Paschos Mandravelis PASCHOS MANDRAVELIS

The Novartis case and transparency

COMMENT

TAGS: Politics, Justice

Transparency is a great thing – so great that every democratic country should have it. In that sense, a recent opinion piece in Ta Nea newspaper by Movement for Change (KINAL) MP and former health minister Andreas Loverdos in which he asks for the next Parliament to examine “SYRIZA’s attempt to establish a state separate from the democracy of transparency” makes sense.

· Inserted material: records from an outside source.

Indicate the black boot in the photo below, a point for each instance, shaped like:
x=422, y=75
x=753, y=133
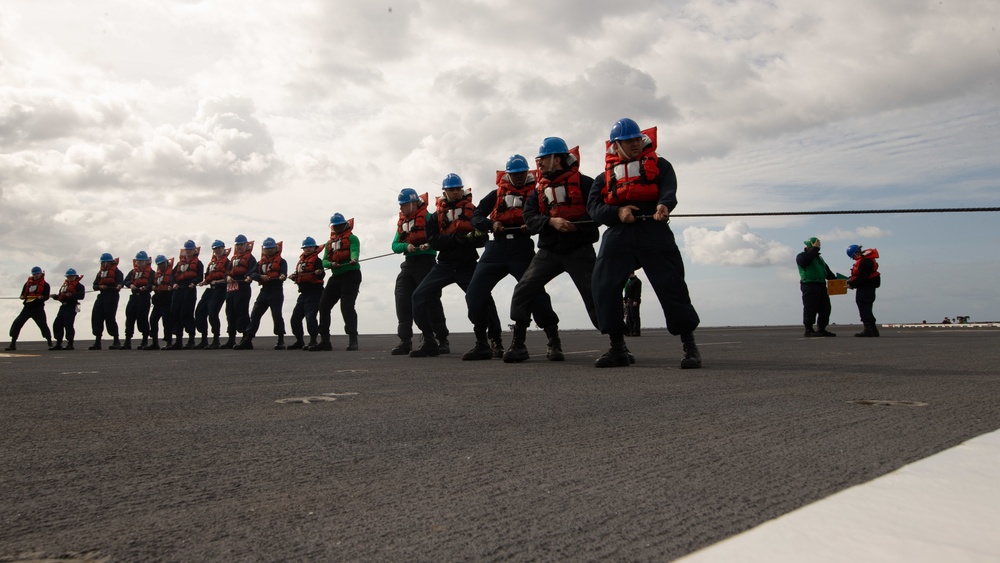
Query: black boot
x=323, y=346
x=517, y=352
x=553, y=350
x=692, y=357
x=617, y=356
x=481, y=351
x=428, y=347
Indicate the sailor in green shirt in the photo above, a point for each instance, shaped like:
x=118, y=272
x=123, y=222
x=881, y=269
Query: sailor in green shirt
x=341, y=258
x=411, y=242
x=813, y=273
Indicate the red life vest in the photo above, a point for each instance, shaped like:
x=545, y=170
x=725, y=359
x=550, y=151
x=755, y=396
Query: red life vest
x=238, y=265
x=412, y=228
x=108, y=278
x=68, y=289
x=187, y=266
x=34, y=288
x=455, y=217
x=216, y=269
x=163, y=280
x=305, y=270
x=269, y=267
x=509, y=208
x=141, y=275
x=633, y=181
x=338, y=248
x=871, y=254
x=563, y=196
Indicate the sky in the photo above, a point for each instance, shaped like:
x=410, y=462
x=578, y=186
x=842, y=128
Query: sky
x=136, y=125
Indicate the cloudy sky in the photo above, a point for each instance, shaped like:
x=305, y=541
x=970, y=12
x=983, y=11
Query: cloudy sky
x=136, y=125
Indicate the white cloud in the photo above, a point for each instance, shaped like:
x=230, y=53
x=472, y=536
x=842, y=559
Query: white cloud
x=734, y=245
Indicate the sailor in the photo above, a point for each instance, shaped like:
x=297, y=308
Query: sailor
x=308, y=275
x=139, y=281
x=34, y=294
x=69, y=297
x=107, y=284
x=634, y=197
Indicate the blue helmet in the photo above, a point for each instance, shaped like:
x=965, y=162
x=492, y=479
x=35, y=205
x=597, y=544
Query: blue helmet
x=625, y=129
x=552, y=145
x=408, y=195
x=452, y=181
x=516, y=163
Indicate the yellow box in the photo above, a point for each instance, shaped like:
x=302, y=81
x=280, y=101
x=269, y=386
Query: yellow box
x=836, y=287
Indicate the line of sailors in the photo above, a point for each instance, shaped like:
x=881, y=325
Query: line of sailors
x=633, y=197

In the same piece, Loverdos also said that “respect for the Constitution and the ability to remember recent painful memories are the political requirements to uncover very serious cases, with Novartis being the most serious.” But was the Novartis frame-up really the most important case in the four-year effort by former coalition partners SYRIZA and Independent Greeks (ANEL) to harm democracy?

Don’t take this the wrong way, an attempt by a government (and some strange mechanisms within the judicial system) to taint the reputation of its top political opponents – including two former prime ministers – is a very serious matter. But if this half-baked plan erodes democracy, then the so-called Plan B or X of former finance minister Yanis Varoufakis (and the strange team he had built inside the ministry) was a direct threat to the existence of democracy itself.

As I had noted in a commentary published in Kathimerini in 2015 when the existence of this plan – which was kept secret even from the Parliament –- first came to light, and before the hair-raising details regarding the involvement of the Ministry of Defense in the “post-euro” phase were revealed by American economist James Galbraith, Plan X was the equivalent of another, murky emergency plan from 1961, code-named Pericles, which was aimed at manipulating the outcome of that year’s elections. They both used the same excuse: They were supposed to prepare the country for a worst-case scenario.

“Countries must have plans for any eventuality,” I said in 2015. “However, democracies also require the democratic legitimacy of these plans... because [in the past] we had such plans imposed on us, supposedly ‘for our own good’ – a ‘good’ which we knew nothing about.”

We therefore need transparency everywhere, as Loverdos says, and not just in the Novartis conspiracy. The reason is that, if this case is singled out, it will be viewed as vengeful behavior by the new government, as some of the politicians named in the case will now have access to power.

Then again, what kind of transparency can we hope to have in a country where the legal framework facilitates the rhetorical cover-up of such cases? In the Novartis case, several people have talked about a guy nicknamed Rasputin, whom nobody dares name due to the censorship laws voted in by Loverdos, former conservative prime minister Antonis Samaras and former PASOK finance minister Evangelos Venizelos.

Transparency requires, most importantly, freedom of speech and, secondly, proper judicial procedures.